Telling Tony it was over, I mean. Most of the time, you don’t do that with friends. You don’t have those official break it off words. But this time, I had to, and not for her. For me. Our relationship went to such a dark place in me that I had to admit what I was doing and come clean. I was living with her in her stories, and ignoring anything that had to do with my actual life, the one where my wife lives.
Dana’s jealousy was never that I would leave her. It was that Tony was taking up so much room in my life that she started to wonder if there was anything left for her. I just didn’t worry about it until it occurred to me that there might not be enough room for me, either… and please don’t misunderstand. Tony is not the problem here. I am. I stopped taking up room. Period. Her stories became more important because that’s what I’ve always believed- that others’ stories are more important than mine. My past history says that when you suit up, I’ve done something wrong. That obviously you are suiting up because I am a bad person and you cannot trust me.

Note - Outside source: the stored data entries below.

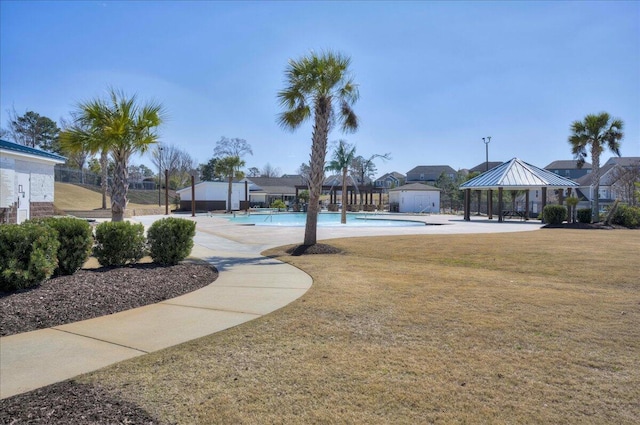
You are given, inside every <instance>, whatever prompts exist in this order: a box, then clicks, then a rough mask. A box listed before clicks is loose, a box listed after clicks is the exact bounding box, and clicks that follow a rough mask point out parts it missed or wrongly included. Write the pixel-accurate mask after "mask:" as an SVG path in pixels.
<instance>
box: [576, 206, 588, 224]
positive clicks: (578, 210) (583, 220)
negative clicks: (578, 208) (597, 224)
mask: <svg viewBox="0 0 640 425" xmlns="http://www.w3.org/2000/svg"><path fill="white" fill-rule="evenodd" d="M578 223H591V208H580V209H579V210H578Z"/></svg>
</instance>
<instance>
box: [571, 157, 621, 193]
mask: <svg viewBox="0 0 640 425" xmlns="http://www.w3.org/2000/svg"><path fill="white" fill-rule="evenodd" d="M616 165H617V164H609V163H607V164H605V165H603V166H602V167H600V169H599V170H598V174H599V176H600V177H599V178H600V184H602V183H603V181H602V180H603V177H605V176H606V175H607V174H608V173H609V172H610V171H611V170H612V169H614V168H615V167H616ZM576 182H577V183H578V184H579V185H580V186H582V187H584V186H591V185H592V184H593V173H589V174H586V175H584V176H582V177H580V178H579V179H576Z"/></svg>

That exact thing happened. I sent my sister a snippet of an e-mail that I wrote her, and when she found out about it, she automatically assumed that I was sharing *everything.* Her words and reactions including mine.
The problem was that I hadn’t.
She started treating me as if I was guilty before she even knew whether I was or not, and that feeling never went away… even when I said I hadn’t done anything wrong and she claimed it was “water under the bridge.” It’s not water under the bridge if you’re acting like your friend is suspect even when they have flat out said that no one will ever be able to get information out of me. No one. Ever. I would die first. Literally. I’d take a gun and blow my brains out to protect anything she told me if it was ever serious enough it required that kind of protection.
She blew away a piece of me. That piece that says I am a capable and good secret-keeper, because I’ve been doing it all my life. She attacked my integrity, the piece of me I try so hard to keep together even when the rest of the world is falling apart.
Stepping down onto firm ground and saying, “no more,” was my only shot at being able to heal the part of me that broke.